A total of 2951 ddRAD-seq loci (358,999 base-pairs (bp)) were recovered across chromosomes, including 2751 autosomal (333,731 bp), 193 Z-sex chromosome linked (24,331 bp), and 7 W-sex chromosome linked (937 bp) that met our sequencing coverage and missing data criteria for 1916 samples (Supplementary Fig. S1). We obtained an average median depth of 167 sequences/locus, with a median sequencing depth range of 26–235 sequences across samples. Importantly, sex was reliably identified across samples based on sequencing depth ratios of the sex and autosomal chromosomes (Supplementary Data 1 and Supplementary Fig. S2). Finally, a total of 600 overlapping base-pairs of the mtDNA control region were also obtained across the 1862 samples (of 1916); note once again that mtDNA was lacking for the feral mallards of Hawaii (see specifics in Supplementary Data 1).

Mitochondrial DNA

We recovered known Old World (OW) A and New World (NW) B haplogroups in our mtDNA haplotype network (Fig. 2a;48,49,50). First, all domestic, feral Khaki Campbell’s, and all but one Eurasian wild mallard were recovered within the OW A haplogroup. The one wild mallard from China possessed a NW B haplotype, which may represent a North American migrant; however, being unique, it is also possible that this haplotype represents introgression with endemic spot-billed ducks (A. poecilorhyncha) that also possess B haplogroup variants51. Additionally, a single wild mallard from the Netherlands was recovered within the Khaki Campbell’s haplotype. Although New Zealand’s feral mallards primarily carried OW A haplotypes (91% of samples), eight samples carried six NW B haplotypes not shared with any other wild mallard (Fig. 2a; see Supplementary Data 1 for sample specifics).

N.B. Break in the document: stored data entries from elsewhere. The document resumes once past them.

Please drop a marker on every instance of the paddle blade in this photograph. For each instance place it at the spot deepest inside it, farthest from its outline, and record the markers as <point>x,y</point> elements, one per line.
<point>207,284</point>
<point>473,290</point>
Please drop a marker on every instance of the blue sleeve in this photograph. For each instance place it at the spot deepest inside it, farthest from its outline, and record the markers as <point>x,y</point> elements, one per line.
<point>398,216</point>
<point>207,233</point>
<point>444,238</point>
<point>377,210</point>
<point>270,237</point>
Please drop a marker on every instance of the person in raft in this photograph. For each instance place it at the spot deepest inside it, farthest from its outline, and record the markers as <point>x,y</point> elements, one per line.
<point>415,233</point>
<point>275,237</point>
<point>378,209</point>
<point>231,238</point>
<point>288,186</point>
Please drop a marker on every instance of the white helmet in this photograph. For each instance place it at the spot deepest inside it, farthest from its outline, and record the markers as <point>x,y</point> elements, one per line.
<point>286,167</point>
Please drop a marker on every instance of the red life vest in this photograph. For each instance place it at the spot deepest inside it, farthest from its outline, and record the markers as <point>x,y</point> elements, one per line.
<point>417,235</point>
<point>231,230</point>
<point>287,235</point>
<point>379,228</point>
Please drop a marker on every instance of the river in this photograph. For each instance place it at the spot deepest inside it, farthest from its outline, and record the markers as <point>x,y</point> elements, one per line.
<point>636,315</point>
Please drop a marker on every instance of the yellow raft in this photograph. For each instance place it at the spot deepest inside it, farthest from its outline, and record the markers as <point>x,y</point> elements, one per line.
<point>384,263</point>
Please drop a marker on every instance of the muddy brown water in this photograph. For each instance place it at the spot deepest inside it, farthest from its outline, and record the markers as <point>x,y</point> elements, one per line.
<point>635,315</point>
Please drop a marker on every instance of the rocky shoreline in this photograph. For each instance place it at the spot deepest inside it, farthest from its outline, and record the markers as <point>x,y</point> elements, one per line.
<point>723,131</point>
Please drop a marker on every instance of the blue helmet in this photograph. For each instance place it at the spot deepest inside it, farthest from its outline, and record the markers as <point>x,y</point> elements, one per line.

Fig. 2: Mitochondrial DNA population structure.
figure 2

a A haplotype network based on 600 base-pairs of the mitochondrial control region and sequenced across wild mallards, known game-farm mallards, and feral mallard populations. b Plotting the proportion of samples recovered with either the Old World (OW) A or New World (NW) B haplotype across sampled locations. Note that North America was grouped by the four known migratory flyways that waterfowl use during annual migrations.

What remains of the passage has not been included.